Les noms du maître dans les Upanishads
© Ralph Stehly, Professeur d’histoire des religions, Université Marc Bloch, Strasbourg
I. Le maître en relation avec l'élève
Le terme d'upâdhyâya manque dans les Upanishads. On trouve par contre le mot svâdhyâya (Ch 1.12.1) qui est de la même racine. Seuls âcârya et guru sont attestés. Aucun de ces deux mots n'est jamais associé à un nom propre , sauf en Kau 1.1 pour âcârya.
1. âcârya
dérivé du verbe â-car, notamment " se tourner vers, être en relation avec quelqu'un".
C'est le terme le plus souvent employé pour désigner le maître d'un élève (nous avons relevé 15 occurrences dans les Upanishads, et aussi le plus banal, sans connotation autre que l'idée d'un enseignement de caractère "religieux" à un élève. Ce mot ainsi que son synonyme est guru est absent de la Bâ. L'emploi est surtout localisé en Ch, Tai, Kau. Nous avons aussi relevé un exemple en Npt 1.5.
Il est toujours employé sans référence proche à un nom propre (Ch 7.15.2, 4.9.1, 4.14.1) - sauf Kau 1.1 -, dans des textes d'intérêt général (en aphorisme Ch 4.9.3, 4.14.1) ou dans des passages soulignant le caractère irremplaçable de l'enseignement prodigué par le maître ou sa valeur éminente (Ch 8.15, Tai 1.3.2, 1.11.1, 1.11.2, Npt 1.5).

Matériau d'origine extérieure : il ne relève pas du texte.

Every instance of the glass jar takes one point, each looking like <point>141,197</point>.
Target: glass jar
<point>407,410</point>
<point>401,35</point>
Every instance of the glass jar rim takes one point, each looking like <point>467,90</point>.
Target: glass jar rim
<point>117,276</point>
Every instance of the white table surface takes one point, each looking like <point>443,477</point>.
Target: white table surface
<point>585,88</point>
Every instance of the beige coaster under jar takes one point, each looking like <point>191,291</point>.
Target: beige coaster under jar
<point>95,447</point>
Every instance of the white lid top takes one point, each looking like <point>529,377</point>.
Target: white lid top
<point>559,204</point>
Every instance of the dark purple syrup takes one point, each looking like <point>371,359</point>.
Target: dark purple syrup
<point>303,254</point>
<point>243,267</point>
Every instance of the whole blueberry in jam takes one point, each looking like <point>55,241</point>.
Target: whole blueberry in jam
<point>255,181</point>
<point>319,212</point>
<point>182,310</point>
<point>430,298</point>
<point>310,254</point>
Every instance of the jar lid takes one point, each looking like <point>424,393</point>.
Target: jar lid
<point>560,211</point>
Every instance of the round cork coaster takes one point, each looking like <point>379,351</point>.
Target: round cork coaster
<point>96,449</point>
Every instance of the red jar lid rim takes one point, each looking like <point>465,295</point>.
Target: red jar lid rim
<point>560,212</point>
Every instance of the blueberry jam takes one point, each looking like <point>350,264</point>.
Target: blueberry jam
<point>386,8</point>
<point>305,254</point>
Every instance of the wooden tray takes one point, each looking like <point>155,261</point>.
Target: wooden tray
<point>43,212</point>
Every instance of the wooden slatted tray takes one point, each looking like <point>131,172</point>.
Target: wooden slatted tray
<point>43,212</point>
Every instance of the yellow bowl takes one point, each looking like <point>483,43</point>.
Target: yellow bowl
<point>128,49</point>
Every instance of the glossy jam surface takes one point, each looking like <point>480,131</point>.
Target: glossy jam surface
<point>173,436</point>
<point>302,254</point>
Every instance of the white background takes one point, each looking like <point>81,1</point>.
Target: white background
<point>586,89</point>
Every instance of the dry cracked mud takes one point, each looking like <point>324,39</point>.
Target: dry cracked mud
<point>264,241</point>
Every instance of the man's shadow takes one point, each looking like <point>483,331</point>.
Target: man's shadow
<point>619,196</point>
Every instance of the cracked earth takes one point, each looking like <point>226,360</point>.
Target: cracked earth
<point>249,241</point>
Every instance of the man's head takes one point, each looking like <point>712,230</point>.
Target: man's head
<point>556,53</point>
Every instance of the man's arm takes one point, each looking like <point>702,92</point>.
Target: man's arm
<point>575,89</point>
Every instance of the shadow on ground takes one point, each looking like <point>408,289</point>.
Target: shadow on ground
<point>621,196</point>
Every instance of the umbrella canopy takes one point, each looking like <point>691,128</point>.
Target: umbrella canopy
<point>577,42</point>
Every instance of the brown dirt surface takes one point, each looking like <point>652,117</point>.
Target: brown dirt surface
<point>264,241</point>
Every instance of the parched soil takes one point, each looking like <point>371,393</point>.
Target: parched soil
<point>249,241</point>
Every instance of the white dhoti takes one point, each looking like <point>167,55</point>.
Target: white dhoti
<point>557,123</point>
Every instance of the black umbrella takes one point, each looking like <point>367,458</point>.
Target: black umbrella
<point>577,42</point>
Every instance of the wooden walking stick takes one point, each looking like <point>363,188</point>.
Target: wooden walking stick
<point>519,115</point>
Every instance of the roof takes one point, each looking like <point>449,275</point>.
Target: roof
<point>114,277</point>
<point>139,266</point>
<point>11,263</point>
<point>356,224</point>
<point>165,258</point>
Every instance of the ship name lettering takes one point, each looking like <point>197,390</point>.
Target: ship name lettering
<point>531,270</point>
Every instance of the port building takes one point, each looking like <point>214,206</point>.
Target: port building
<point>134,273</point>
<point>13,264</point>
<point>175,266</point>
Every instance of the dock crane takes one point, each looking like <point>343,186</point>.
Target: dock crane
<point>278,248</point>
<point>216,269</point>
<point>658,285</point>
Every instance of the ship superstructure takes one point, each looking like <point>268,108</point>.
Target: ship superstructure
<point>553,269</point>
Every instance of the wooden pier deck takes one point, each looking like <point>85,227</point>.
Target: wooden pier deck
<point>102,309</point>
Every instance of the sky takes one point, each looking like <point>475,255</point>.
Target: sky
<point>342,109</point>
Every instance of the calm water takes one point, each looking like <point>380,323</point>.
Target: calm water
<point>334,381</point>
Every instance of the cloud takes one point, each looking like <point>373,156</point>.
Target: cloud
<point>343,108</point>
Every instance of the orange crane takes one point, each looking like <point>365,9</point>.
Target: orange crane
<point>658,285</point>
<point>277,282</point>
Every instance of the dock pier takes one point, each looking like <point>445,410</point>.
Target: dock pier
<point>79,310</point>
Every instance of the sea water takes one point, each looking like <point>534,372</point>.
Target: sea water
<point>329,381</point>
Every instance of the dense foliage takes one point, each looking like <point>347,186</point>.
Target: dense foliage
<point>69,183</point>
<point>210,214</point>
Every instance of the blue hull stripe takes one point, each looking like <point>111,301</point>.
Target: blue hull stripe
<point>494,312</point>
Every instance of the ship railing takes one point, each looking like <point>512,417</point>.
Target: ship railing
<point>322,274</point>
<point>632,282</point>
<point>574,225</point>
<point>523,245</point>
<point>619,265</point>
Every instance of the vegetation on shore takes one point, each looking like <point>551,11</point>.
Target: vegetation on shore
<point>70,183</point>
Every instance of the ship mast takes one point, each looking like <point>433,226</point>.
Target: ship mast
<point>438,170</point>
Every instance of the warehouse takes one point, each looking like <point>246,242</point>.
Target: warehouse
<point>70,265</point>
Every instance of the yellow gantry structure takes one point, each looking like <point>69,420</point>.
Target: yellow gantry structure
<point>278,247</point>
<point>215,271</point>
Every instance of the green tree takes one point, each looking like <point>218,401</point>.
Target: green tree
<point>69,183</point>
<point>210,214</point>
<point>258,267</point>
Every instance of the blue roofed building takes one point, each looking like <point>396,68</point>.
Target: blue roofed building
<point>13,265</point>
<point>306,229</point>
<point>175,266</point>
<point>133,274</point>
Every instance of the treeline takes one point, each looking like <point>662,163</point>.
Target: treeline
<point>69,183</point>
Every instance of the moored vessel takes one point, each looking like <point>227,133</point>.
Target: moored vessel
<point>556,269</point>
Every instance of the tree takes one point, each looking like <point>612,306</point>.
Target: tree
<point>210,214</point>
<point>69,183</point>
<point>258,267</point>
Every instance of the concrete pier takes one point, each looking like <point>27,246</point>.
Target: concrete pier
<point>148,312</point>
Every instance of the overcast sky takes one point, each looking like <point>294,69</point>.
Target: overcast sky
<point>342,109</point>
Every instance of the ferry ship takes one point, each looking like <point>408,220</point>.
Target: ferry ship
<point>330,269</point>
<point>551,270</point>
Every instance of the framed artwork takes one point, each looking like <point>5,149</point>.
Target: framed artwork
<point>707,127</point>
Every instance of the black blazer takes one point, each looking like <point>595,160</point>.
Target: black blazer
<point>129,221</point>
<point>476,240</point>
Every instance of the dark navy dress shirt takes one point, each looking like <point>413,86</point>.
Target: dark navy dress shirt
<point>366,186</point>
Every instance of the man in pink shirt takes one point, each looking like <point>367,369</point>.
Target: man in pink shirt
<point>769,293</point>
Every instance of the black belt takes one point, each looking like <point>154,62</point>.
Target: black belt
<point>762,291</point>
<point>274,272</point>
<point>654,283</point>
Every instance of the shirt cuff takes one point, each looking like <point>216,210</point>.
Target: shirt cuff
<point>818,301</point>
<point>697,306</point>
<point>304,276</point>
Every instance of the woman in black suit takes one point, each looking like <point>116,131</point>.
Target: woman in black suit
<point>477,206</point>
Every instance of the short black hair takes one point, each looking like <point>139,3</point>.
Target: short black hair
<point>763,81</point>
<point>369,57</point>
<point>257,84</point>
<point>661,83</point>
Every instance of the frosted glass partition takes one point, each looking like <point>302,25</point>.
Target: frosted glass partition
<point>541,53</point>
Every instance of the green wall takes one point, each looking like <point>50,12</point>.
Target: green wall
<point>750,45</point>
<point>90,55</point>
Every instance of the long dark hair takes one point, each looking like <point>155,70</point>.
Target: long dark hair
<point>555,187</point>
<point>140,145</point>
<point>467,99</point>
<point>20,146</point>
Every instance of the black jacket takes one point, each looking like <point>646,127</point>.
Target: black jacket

On trouve par ailleurs les dérivés âcâryavant en Ch 7.15.2 et le composé âcâryahan en Ch 7.15.2 également.
2. Guru
De la même racine indo-européenne que la latin gravis "qui a du poids"
Sens " qui est vénéré" d'où "maître", notamment spirituel dans l'Inde classique. Ce terme ne semble pas avoir un sens différent du précédent dans les Upanishad-s, mais sa fréquence est moindre. Nous n'avons relevé que quatre occurrences. En Ch 8.15, il est employé comme variante et synonyme d'âcârya. En Mun 1.2.12 le sens est celui d'un maître à la fois versé dans le Veda et celui d'un maître à la fois versé dans le Veda et voué au Brahman. Il est, en outre, utilisé en Mai 6.28 et Shv 6.23 sans nuance spéciale.
3. Bhagavant
Nous avons relevé deux passages (Ch 6.1.7, 7.1.3) où bhagavant n'est pas employé comme interpellation ou comme terme de politesse ("Révérend !", "Seigneur !"), mais de façon substantivale pour désigner des personnes ayant une activité magistrale, une fois même en composé bhagavaddrçebhyah (Ch 7.1.3).
4. Qualificatifs occasionnels
* âtmavid: le sens est "connaisseur de l'âtman", qualifie, en Mai 1.2, le maître en tant qu'il enseigne l'équivalence âtman-brahman.
* vidvant: "qui sait" (Shv 6.21). C'est le titre de Svetâshvatara..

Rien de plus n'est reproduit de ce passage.